Lost in translation: contractor bribe scandal can't get languages straight



    The $27 billion Halliburton bribery scandal is trapped in a language game involving France and Switzerland on the one hand, and Nigeria on the other, leading to a delay in the Nigerian investigation which commenced in April this year.

    The panel investigating the bribe allegation was asked to complete its task in August. However, on September 10, in Abuja, Nigeria’s Attorney General, Michael Aondoakaa, said that he had written to the two countries seeking their assistance in identifying the Nigerians who benefitted from the bribe but both countries requested that the demand be written in French language.

    One month after the request, the government is yet to translate the documents, and send a fresh demand.

    “The request was made to Switzerland and France. The request was written in English and they returned it saying: ‘translate into French’. We are in the process of doing that,” said Taye Akinyemi, the spokesperson for the Justice mister.

    Mr. Akinyemi, in an interview on Thursday, October 9, 2009, could not say how soon the translation process would be wrapped up.

    Why Switzerland and France?

    The government requested the assistance of France because Technip, the first of the companies involved in the TSKJ consortium that paid the bribe, is a French registered company. The company has also been investigated by French security agencies for the scandal.

    The Swiss government’s assistance is being sought because of preliminary investigations which showed that some of the money including those allegedly meant for late President Sani Abacha, was deposited in Swiss banks.


    NEXT on Sunday, in its edition of May 3, 2009 detailed how three successive Nigerian leaders: the late Sani Abacha, Abdulsalam Abubakar, and Olusegun Obasanjo; former petroleum ministers; top officials of the Nigerian National Petroleum Commission (NNPC) including its former Group Managing Director, Gaius Obaseki; and the Peoples Democratic Party, had benefitted from the 180million dollar bribe.

    The bribes which were paid over a period of ten years (1994-2004) were used to secure liquefied natural gas contracts worth $6billion by the consortium.

    TSKJ, which was formed solely for the purpose of the contract, is made up of four companies. They are Technip, a French company which operates in Nigeria as Technip Offshore Nigeria Limited; Snamprogetti, an Italian company which is a subsidiary of the French oil giant ENI; Kellogg Brown and Roots which was then a subsidiary of Halliburton of the USA but is now an independent company called KBR and JGC corporation, a Japanese company.

    Halliburton and KBR paid $579miilion to US agencies for the bribe payments made to Nigerian officials.
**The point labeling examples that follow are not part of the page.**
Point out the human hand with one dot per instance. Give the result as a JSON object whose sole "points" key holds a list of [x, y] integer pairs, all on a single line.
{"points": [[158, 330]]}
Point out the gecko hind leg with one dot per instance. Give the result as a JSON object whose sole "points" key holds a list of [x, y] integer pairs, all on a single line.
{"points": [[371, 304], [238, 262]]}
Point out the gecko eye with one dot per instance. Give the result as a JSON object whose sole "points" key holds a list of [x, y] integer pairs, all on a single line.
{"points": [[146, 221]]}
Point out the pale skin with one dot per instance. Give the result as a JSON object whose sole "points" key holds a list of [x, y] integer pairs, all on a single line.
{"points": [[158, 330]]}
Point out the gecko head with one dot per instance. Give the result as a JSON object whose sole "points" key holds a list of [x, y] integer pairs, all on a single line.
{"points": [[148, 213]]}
Both companies have been investigated while the other companies involved are also being tried or investigated in their countries.

    Jeffery Tesler, the British lawyer through whom the bribes were paid, is also in police custody in the United Kingdom for the bribes.

    No hope in sight

    Based on public pressure, the government on April 21 inaugurated a five-member committee headed by the Inspector General of Police, Mike Okiro, to probe the bribery scam.

    The panel which is now being headed by the new Inspector General of Police, Ogbonnaya Onovo, also has, as members, the chairperson of the Economic and Financial Crimes Commission; the head of the Nigerian Intelligence Agency; the National Security Adviser, and the head of the State Security Service.

    Although last week the probe panel announced that it had secured French and Swiss visas for its members, it still has not got the translated documents needed to make any trip to those countries relevant. Nigerians will have to wait longer if they are ever to know which of their officials shared the funds from the Halliburton bribe.